O espetáculo fez parte da programação do 52º Festival Nacional de Teatro
A peça também aborda questões de desigualdade, transfobia, violência e descaso com os povos indígenas. Foto: Pietra Gasparini
A peça Desassossego, apresentada pelo Grupo Jurubebas de Teatro no Festival Nacional de Teatro (Fenata), retrata a rotina de três jovens confinados em um apartamento no período pandêmico de 2021, em Manaus, quando milhares de pessoas sofreram com a falta de cilindros de oxigênio nos hospitais. A trama coloca como uma das histórias centrais a de Maria, que representa tantas mulheres contaminadas pela Covid-19, que pelo descaso governamental ficaram sem oxigênio.
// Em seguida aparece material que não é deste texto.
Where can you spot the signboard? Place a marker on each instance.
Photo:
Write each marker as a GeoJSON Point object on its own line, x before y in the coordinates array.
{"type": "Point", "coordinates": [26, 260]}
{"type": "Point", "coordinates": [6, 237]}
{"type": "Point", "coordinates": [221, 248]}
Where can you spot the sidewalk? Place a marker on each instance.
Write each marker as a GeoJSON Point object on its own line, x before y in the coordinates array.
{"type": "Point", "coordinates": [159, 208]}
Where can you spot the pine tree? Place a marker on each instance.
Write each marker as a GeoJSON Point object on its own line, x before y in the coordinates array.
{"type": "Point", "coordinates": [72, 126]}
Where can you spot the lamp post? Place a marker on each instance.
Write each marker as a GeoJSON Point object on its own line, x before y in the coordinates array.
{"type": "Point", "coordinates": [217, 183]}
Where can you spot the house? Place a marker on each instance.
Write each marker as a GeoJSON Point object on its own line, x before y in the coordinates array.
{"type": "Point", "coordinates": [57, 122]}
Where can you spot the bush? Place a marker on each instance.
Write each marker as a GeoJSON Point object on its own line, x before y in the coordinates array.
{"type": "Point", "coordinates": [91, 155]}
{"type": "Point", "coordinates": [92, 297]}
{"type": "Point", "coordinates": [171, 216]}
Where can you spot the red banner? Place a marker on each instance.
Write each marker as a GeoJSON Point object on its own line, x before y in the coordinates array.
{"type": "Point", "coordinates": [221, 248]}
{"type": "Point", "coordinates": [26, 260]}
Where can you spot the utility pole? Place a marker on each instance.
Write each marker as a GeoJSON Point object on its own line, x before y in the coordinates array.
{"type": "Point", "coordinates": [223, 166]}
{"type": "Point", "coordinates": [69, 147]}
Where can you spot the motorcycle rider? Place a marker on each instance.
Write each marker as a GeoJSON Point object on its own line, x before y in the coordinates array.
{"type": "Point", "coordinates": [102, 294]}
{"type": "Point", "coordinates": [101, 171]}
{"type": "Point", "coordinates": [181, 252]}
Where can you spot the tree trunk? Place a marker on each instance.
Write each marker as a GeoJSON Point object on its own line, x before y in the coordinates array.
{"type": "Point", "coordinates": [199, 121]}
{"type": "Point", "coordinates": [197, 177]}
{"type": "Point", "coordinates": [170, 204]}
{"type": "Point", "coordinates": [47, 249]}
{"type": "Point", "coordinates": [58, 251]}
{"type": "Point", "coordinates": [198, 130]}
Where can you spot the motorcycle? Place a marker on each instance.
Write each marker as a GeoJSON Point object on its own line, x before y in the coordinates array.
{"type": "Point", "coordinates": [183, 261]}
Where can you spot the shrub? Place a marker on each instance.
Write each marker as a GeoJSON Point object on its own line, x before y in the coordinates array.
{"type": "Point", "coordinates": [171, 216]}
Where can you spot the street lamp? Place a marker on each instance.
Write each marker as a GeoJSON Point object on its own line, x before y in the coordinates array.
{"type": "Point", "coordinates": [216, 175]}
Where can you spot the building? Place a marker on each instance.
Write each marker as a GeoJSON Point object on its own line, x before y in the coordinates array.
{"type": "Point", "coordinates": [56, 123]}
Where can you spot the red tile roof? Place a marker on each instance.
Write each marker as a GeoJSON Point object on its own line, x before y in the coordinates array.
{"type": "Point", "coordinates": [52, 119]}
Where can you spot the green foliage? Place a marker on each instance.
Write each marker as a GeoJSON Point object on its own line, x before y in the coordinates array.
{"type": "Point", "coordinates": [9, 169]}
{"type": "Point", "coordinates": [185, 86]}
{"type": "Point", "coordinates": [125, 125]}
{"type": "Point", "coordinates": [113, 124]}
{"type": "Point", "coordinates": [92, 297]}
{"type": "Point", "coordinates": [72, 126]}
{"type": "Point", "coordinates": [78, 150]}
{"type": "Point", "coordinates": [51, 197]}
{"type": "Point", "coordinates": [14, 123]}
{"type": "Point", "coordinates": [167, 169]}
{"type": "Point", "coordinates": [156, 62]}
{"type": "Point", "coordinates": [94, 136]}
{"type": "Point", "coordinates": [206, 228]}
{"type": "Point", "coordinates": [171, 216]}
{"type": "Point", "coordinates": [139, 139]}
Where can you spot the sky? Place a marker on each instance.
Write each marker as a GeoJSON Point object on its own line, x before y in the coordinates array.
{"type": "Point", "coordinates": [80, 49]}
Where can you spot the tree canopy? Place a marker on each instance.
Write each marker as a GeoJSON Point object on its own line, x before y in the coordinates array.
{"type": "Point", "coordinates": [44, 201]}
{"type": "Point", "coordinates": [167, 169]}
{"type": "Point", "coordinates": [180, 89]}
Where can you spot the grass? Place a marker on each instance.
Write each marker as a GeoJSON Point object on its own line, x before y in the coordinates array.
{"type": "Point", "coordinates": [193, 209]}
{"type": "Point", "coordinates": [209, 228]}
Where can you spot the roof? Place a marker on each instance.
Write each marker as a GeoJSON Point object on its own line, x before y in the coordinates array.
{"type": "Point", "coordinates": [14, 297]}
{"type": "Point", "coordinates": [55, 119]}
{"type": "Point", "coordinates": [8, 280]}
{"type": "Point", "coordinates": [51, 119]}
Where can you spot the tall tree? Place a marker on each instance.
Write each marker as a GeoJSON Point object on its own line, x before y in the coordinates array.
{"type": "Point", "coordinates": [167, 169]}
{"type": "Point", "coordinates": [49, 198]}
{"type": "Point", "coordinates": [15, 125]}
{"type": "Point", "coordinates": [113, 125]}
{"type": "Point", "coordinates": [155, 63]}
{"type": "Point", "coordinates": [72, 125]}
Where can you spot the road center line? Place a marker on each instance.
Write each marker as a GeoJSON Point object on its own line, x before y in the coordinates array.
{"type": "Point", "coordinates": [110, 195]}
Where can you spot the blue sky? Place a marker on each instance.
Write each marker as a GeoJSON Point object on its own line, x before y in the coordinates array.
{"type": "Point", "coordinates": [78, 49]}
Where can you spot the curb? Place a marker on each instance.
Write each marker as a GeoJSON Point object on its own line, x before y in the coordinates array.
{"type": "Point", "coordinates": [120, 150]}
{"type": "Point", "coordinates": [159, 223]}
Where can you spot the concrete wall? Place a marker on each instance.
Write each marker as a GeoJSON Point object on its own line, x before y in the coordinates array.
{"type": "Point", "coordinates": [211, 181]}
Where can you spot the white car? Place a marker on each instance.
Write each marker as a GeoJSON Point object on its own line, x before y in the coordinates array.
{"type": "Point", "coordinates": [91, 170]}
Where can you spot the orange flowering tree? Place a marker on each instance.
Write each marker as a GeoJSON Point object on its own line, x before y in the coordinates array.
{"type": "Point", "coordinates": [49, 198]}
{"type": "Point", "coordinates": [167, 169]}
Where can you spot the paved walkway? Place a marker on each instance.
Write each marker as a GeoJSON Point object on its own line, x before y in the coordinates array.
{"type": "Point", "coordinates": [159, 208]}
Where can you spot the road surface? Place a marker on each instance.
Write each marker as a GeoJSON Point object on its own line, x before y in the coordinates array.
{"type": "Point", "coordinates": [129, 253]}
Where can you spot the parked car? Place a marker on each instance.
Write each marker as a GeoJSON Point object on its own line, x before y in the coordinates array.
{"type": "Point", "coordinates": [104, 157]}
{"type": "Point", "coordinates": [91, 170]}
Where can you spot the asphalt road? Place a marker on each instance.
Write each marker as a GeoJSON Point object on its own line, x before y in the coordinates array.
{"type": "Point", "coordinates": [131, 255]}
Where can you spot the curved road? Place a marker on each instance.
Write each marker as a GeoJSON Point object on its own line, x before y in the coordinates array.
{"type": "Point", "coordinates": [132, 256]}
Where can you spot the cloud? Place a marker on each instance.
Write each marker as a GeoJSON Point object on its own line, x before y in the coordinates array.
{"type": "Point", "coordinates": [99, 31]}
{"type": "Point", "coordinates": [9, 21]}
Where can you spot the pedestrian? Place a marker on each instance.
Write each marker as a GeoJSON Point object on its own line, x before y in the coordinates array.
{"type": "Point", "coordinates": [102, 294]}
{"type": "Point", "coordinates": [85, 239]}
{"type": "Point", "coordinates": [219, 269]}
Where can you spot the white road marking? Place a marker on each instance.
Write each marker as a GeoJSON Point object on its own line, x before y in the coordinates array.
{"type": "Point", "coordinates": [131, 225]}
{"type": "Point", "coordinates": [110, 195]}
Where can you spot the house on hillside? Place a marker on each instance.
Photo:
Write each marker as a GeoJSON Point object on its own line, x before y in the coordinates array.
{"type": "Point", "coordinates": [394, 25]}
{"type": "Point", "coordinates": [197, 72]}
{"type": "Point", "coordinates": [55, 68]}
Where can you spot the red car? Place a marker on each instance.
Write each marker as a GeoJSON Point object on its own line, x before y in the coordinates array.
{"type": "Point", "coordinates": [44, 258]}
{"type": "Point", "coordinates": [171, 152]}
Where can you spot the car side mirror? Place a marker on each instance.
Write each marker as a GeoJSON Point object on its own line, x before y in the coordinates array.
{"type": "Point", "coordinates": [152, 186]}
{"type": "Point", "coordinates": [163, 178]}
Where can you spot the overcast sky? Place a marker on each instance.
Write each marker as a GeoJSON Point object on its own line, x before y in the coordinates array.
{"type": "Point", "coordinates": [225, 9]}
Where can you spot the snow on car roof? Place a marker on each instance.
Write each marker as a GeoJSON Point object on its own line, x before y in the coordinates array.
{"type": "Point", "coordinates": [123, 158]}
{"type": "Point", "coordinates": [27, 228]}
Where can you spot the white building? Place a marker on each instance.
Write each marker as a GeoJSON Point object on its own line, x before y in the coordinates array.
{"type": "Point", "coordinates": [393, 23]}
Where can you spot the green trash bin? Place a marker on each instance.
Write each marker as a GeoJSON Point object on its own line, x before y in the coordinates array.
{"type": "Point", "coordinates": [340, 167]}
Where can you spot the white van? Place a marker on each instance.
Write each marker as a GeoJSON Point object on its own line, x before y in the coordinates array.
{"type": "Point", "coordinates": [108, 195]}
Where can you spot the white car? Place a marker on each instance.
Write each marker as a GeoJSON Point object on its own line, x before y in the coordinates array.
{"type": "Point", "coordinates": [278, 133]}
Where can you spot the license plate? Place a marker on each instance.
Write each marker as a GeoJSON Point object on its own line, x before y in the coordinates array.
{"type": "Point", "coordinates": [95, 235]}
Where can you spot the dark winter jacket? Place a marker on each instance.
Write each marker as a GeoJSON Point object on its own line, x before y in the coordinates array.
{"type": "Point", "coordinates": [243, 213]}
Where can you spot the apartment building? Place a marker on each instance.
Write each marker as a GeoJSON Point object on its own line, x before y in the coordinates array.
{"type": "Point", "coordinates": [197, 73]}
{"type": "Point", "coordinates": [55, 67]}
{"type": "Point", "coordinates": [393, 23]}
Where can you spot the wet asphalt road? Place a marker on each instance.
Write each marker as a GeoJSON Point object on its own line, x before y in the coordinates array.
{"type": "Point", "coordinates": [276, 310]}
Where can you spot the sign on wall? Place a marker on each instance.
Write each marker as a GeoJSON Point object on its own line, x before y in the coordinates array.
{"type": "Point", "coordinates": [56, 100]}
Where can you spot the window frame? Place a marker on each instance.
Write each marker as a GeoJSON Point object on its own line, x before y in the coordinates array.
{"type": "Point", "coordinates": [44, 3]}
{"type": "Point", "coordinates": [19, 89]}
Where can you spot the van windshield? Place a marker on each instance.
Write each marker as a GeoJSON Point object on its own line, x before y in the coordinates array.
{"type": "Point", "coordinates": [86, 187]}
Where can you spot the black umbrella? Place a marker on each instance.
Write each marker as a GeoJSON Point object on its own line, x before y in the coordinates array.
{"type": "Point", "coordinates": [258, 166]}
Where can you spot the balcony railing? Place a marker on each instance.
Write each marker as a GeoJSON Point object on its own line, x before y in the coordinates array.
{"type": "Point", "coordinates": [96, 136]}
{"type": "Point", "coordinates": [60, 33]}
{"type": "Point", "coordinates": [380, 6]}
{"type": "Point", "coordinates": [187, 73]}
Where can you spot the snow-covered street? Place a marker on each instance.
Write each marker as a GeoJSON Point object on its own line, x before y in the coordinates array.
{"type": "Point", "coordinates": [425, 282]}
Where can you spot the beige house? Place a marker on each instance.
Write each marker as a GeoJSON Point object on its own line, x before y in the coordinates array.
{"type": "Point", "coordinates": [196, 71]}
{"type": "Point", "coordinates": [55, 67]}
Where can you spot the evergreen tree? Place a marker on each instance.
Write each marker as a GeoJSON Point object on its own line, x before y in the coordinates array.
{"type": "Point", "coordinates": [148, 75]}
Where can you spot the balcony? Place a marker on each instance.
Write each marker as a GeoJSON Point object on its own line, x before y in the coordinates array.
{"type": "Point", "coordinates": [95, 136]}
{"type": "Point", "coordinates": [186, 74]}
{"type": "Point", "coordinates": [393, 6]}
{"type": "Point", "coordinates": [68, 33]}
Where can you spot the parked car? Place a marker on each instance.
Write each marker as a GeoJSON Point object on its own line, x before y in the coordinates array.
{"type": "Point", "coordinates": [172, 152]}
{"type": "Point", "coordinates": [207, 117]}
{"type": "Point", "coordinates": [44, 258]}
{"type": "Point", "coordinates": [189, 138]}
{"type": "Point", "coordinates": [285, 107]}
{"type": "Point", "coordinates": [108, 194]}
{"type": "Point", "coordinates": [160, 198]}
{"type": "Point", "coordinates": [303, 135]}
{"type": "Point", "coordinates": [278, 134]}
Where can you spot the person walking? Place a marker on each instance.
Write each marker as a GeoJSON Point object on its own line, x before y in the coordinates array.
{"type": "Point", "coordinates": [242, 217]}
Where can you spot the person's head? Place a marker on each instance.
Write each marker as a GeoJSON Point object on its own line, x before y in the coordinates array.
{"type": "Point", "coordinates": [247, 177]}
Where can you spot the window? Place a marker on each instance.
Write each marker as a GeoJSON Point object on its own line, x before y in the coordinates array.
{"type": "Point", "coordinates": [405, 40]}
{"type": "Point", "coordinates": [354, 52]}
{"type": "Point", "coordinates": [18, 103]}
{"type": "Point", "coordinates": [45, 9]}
Ao longo da história surge a pergunta: “Quem tirou o ar de Maria?”.
O grupo prioriza a atuação sensorial, começando com os atores no fundo do palco, dando ao público uma ideia de distanciamento, e durante as chamadas de vídeo na pandemia. Ao longo da encenação são utilizados outros elementos da virtualidade, como a luz de uma ring light.
Em roda de conversa após o espetáculo, o diretor, Felipe Maya Jatobá, conta como surgiu a ideia de elaborar a peça. “Minha mãe ficou internada por muitos meses por conta da Covid, quando começou a faltar oxigênio na cidade eu me vi desesperado para comprar. Eu vi minha mãe quase morrendo e é um sentimento de impotência gigante, eu não podia fazer nada porque o poder público deveria estar salvando a minha mãe e milhares de outras pessoas”, observa. O diretor explica que decidiu fazer essa denúncia não para falar só da sua mãe, mas de tantas pessoas que morreram, e se sente grato por poder transformar a sua dor e a dor de tantas outras pessoas em arte para que aquele momento não seja esquecido.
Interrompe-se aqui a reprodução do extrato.